John H. Baker Jr. | Energy Editor, Transmission & Distribution World

John Baker is a proven utility executive, strategist, engineer and executive consultant. He is the energy editor for Transmission & Distribution World, writing a monthly column entitled “Energy Transitions.” He is also president of Inception Energy Strategies, an executive consultancy serving the utility industry. He has particular expertise in strategic business models, new energy technologies, customer strategies and smart grid. He has given numerous domestic and international presentations on smart grid and other utility of the future topics.
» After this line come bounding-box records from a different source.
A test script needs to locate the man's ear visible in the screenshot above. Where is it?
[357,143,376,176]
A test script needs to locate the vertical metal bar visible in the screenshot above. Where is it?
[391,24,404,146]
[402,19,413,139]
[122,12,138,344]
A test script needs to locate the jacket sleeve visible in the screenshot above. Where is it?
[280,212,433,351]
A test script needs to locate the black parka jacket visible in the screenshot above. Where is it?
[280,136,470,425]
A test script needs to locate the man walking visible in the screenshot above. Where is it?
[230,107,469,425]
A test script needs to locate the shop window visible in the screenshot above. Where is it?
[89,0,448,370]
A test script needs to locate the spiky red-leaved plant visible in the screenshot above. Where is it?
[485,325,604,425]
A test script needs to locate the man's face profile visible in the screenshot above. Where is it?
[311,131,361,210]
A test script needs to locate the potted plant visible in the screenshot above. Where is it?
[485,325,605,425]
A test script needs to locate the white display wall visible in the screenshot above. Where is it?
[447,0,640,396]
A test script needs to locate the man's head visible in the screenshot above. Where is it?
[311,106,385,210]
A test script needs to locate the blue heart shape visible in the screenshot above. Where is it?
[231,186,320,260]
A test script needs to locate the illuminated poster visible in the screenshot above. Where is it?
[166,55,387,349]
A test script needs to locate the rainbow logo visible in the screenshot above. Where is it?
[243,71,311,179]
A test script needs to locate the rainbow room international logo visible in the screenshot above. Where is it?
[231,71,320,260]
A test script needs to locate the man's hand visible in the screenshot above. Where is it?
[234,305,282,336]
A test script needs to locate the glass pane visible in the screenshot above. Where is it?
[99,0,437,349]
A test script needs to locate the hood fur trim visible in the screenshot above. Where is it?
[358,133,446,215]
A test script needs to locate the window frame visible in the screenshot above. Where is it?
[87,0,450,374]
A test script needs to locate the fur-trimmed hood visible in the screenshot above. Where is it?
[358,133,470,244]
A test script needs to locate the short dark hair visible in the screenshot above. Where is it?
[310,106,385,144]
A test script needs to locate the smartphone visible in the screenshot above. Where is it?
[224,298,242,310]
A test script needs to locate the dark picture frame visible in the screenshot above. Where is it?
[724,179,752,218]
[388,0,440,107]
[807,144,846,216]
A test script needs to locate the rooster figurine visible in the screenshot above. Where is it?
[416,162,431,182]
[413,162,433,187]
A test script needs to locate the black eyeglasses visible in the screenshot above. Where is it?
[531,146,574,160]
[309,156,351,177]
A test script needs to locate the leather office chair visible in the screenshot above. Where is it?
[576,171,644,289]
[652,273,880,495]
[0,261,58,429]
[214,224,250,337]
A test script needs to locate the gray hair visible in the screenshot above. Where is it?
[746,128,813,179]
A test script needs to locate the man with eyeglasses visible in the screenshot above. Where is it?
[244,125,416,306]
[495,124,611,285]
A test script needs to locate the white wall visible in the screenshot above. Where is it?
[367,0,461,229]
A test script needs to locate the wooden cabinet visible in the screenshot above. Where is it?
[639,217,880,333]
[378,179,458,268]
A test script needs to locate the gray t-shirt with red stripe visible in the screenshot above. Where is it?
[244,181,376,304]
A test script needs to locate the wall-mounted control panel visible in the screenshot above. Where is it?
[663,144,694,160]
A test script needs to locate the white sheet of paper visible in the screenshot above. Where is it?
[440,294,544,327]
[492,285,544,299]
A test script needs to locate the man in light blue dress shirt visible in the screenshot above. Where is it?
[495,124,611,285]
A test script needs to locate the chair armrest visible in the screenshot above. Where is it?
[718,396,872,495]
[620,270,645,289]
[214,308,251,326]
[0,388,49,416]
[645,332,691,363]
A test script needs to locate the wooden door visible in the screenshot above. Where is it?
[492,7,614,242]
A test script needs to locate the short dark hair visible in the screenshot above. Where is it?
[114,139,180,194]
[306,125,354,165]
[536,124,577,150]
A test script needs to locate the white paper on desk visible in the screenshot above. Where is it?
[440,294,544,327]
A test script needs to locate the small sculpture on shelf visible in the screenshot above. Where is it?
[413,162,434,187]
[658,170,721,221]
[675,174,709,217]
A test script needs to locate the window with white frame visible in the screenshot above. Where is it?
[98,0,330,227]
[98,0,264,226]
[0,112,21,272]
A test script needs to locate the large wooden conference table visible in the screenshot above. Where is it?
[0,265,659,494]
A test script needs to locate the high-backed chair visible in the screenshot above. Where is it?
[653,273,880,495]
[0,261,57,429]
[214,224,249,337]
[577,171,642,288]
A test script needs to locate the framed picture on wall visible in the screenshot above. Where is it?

Prior to starting his consulting practice, John served from February to November 2011 as the director of Utility Systems Research at the Pecan Street Project, a research and development organization focused on emerging energy technologies, new utility business models, and customer behavior associated with advanced energy management systems. In that role, he led the development of both a smart grid home research laboratory and a utility-side smart grid research project.

John was the chief strategy officer at Austin Energy from October 2002 to February 2011, creating the organization’s strategic planning function in 2002; helping set its sustainable energy direction; establishing key collaboration agreements with the University of Texas’s Clean Energy Incubator; leading a cross-functional effort that examined solar technologies and related financial structures, resulting in the development of a 30-MW solar plant; and leading the utility’s participation in the development of the Pecan Street Project.

Over the course of his 35-plus-year utility career, he also served as vice president of customer care and marketing, director of system operations and reliability, division manager of distribution system support and manager of distribution engineering.

John earned his BSEE degree from the University of Texas at Austin and his MBA from the University of Dallas.